Monday, June 27, 2011

Fleeing the football, part 2

As long ago as 8 December 2009 I wrote a blog entry about the looming Rugby World Cup entitled “Fleeing the Football”. Already, back then, I was starting to panic about the abyss of booze and hyper-silliness into which the RWC threatens to plunge us all.

I mentioned having seen a kind of countdown clock in Christchurch Cathedral Square which was already, even then, proclaiming the number of days and nights before the advent of Rugby Heaven. Has that thing survived the earthquakes? If it has, can anyone get near it in the CBD Red Zone to see it and worship? Anyway, I can announce that it is now 79 days to the opening ceremony -- we get the countdown every evening immediately prior to the TV One 6 pm news.

Moreover, we now have stories of “wannabees” auditioning for dance troups and the like for the RWC opening ceremonies. I might consider auditioning to dance at the closing ceremony... But here were all these odd and ofttimes apparently talentless people prancing around in the hope of free entry.

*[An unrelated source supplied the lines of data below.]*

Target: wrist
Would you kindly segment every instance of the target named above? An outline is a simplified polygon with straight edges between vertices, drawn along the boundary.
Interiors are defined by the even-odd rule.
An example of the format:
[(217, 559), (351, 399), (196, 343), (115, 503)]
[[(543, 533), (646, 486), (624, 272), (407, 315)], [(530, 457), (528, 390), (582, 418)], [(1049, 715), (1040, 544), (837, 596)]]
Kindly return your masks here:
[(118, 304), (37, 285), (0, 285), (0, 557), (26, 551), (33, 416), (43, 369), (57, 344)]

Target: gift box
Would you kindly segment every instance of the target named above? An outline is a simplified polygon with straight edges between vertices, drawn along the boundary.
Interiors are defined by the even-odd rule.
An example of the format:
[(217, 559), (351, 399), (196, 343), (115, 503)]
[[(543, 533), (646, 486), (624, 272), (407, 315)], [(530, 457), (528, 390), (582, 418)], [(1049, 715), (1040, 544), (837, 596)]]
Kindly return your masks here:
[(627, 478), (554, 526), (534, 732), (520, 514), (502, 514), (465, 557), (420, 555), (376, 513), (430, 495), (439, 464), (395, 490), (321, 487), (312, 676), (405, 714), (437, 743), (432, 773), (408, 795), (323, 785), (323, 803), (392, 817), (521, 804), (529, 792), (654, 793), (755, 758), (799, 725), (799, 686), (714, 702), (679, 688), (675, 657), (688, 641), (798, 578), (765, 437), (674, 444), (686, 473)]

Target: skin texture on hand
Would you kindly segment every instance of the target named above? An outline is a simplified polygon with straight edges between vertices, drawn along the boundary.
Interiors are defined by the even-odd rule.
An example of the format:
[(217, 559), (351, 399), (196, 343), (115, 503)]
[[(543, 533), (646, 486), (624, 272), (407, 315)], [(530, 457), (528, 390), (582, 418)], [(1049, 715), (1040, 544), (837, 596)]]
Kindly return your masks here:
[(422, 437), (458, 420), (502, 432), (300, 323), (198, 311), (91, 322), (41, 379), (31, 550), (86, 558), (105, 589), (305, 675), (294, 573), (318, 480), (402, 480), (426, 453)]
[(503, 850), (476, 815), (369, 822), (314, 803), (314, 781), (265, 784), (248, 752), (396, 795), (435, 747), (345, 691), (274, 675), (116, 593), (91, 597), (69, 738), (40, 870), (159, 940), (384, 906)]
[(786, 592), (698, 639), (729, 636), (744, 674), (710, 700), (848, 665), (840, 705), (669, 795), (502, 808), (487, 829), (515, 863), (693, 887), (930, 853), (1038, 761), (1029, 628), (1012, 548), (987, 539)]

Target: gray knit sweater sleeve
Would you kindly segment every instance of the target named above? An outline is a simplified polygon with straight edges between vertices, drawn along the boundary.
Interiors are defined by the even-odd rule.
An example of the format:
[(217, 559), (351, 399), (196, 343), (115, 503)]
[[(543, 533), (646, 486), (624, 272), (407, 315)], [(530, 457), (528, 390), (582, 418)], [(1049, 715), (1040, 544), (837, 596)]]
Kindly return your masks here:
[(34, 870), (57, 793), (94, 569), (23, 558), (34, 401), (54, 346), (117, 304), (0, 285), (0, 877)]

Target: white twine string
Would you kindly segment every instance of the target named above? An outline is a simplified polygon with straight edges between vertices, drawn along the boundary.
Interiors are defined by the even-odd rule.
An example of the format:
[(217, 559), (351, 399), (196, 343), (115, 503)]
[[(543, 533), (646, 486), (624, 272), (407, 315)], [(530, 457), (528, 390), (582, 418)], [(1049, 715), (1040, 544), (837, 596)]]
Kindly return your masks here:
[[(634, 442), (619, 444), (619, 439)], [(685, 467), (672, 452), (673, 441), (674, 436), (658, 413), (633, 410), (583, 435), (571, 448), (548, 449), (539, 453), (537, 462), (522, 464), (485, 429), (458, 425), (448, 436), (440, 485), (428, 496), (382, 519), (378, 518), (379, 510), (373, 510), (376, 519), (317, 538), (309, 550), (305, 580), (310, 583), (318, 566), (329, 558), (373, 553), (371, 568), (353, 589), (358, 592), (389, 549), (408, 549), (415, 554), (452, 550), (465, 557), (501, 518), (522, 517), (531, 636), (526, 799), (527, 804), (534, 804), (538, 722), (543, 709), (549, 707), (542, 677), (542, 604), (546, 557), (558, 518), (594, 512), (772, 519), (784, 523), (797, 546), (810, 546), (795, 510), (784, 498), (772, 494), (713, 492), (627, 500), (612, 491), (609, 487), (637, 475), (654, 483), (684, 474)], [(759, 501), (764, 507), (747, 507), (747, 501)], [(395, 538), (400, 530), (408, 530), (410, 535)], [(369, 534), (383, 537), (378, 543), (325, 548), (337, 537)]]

We have dark debate about whether Eden Park is up to it. The only time in my life I have ever been near Eden Park was in 1981, protesting the All Blacks’ final test against the Springboks. The police made very sure we never got into the park. But that was the day of aircraft low-level flour-bombing of the park, and much violence. The protesters that day were sorted initially into groups of graded willingness to get batoned by police and otherwise assaulted. Barrie MacCuish and I joined the group with the most nuns and people in wheelchairs. It was a great day on which we said that some things matter more than Rugby football.

Christchurch’s facilities are of course no more, and there is much grief about that.

There remains no solution about escape from all this, unless I am willing to cough up whatever it costs to take a cruise down the Rhine, or spend some weeks on Niue. The thing is going to last for weeks. I have not had the courage to find out how long it lasts.

Possibly, for all our Rugby tradition and fervour, the country is just now too preoccupied to be greatly bothered, and all the hype will end up struggling for attention. Everything about it seems tiresome to me -- such as the report tonight that most of the “Kiwi-made” artifacts and mementoes on sale in the tourist shops are actually nothing of the kind. They are made in China or Vietnam, fake, cheap, embarrassing. It’s trashy and sad.

We have huge problems to occupy us in NZ at present, some aspects of them bringing out the best in Kiwis. It’s hard to see how the RWC will be anything other than a nuisance, and some occupational therapy for the sports-mad and simpletons.